Another fascinating twist is that Chan buys at least one share in every company that hires him for a magic show, sometimes just to see how it works. And when he has in-person shows, he looks for clues that give him insight into what goes on at the company behind closed doors.

“There was only one situation where we felt like nobody wanted to be there,” Chan said, calling the company off-the-record. “It felt like the corporate culture was broken.”

Instead, Chan became an Nvidia believer after seeing CEO Jensen Huang up close. Now he has a hunch about how the chipmaker’s assessment defied gravity.

“Jensen did a meeting with the interns and all the interns were lined up,” Chan said. “I was thinking, ‘Boy, if they did this recruitment and people started hearing about it, people are going to want to work for Nvidia more.’ Because Facebook doesn’t – I’ve never heard Mark Zuckerberg show up at an intern event, but interns are the future of your company, and if you get them excited, they’ll work harder for you. “

Pull back the curtain on Chan’s investments, and one company stands above the rest: Alphabet.
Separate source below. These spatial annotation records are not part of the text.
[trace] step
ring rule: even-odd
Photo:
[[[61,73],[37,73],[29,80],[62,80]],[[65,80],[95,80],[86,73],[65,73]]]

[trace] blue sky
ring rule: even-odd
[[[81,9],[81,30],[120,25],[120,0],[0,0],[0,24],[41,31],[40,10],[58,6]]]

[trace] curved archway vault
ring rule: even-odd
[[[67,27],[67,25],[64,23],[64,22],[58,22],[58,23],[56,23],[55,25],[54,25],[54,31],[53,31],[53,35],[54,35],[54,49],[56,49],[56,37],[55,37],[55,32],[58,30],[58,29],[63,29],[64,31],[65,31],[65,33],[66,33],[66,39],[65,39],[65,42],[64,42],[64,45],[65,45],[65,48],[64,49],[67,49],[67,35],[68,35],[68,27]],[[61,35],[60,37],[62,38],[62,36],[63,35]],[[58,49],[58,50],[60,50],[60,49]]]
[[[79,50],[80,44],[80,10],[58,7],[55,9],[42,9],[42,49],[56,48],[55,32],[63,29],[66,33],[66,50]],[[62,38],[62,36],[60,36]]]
More than 70% of Chan’s portfolio is in parent Google’s Class A ( GOOGL ) and C ( GOOG ) shares, and his profit on those two positions is nearly $160,000.

“One thing I realized about Google was that whether you click on an ad or a kid clicks on an ad or you just watch something on YouTube, they make money,” Chan said. “I said, ‘This is a really good business model.’

When Chan’s favorite growth stocks go on sale, the magician usually buys the dip, though that has reversed for Alphabet of late, which is why he’s starting to diversify away from it.

It wouldn’t take a reader to figure out what professional money managers would say about Chan’s strategy. They would certainly scoff at his all-in approach and occasional use of valuations.

But most fund managers are in the market, and Chan beat her to the punch. Maybe the magician could teach these professional investors a trick or two.